Political advisers to the government have proposed more than 20 ideas to increase birth rates in response to concerns over China’s declining population, however experts say the best they can hope to achieve is a slowing of the population decrease.
China’s one-child policy, which was in place between 1980 and 2015, contributed significantly to the country’s demographic crisis. Officials increased the cap to three in 2021, but even during the COVID stay-at-home era, couples resisted having children.
High childcare and education costs, poor salaries, a frail social safety net, and gender inequities are cited by young people as deterrents.
At the People’s Political Consultative Conference (CPPCC) of China’s annual meeting this month, a number of proposals were made to increase the birth rate, including expanding free public education, increasing access to fertility treatments, and providing subsidies for families raising their first child rather than just the second or third.
Once statistics revealed that China’s population was shrinking for the first time in six decades last year, experts saw the sheer volume of recommendations as an indication that the country was confronting its ageing and deteriorating demographics with urgency.
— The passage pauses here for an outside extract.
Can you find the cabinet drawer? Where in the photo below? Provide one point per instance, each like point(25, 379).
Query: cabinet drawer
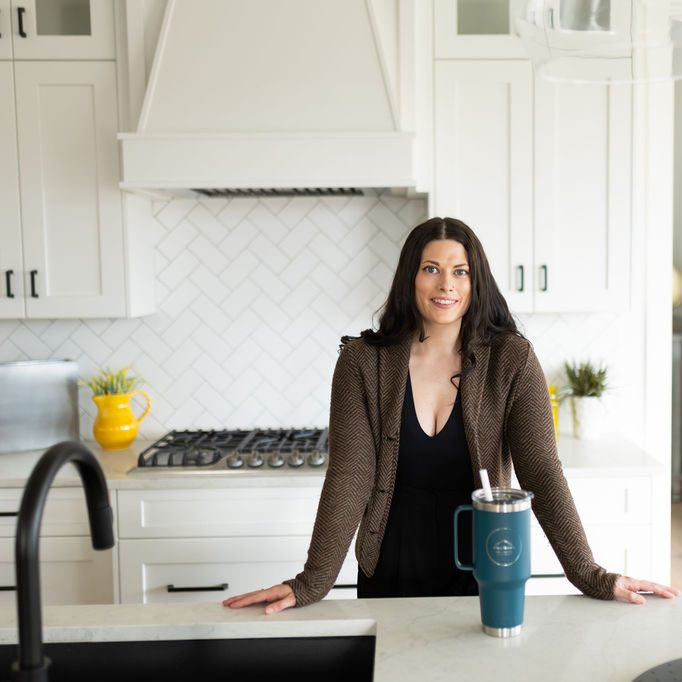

“You cannot change the declining trend,” said Xiujian Peng, senior research fellow at the Centre of Policy Studies at Victoria University in Australia. “But without any fertility encouragement policy then fertility will decline even further.”
A motion by CPPCC member Jiang Shengnan that young people work only eight hours per day so they have time to “fall in love, get married and have children,” was critical to ensure women are not overworked, Peng said.
Giving incentives to have a first child could encourage couples to have at least one child, she said. Many provinces currently only subsidize second and third children.
The National Health Commission (NHC) released proposed regulations on Wednesday that would permit qualified people to operate daycare facilities for up to five children under the age of three, easing the burden on young families.
The lowest birth rate ever recorded in China was 6.77 births per 1,000 people in 2017, down from 7.52 births in 2021.
Because of a declining labour force and increased spending on the elderly by insolvent local governments, demographers predict that China will become rich before it becomes young.
A suggestion to eliminate all family planning restrictions, such as the three-child cap and the necessity that women be legally married in order to register their children, was also well received by experts.
Financial incentives are insufficient, according to Arjan Gjonca, an associate professor at the London School of Economics, and policies that prioritise gender equality and greater employment opportunities for women are more likely to have a significant influence.
Experts added that expanding paternity leave removes a barrier for fathers to taking on additional parental obligations while CPPCC suggestions like maternity leave paid by the government rather than the employer would help reduce discrimination against women.
Demographer Yi Fuxian remains sceptical about whether any measures would have a significant impact by themselves, saying China needed a “paradigm revolution of its entire economy, society, politics and diplomacy to boost fertility.”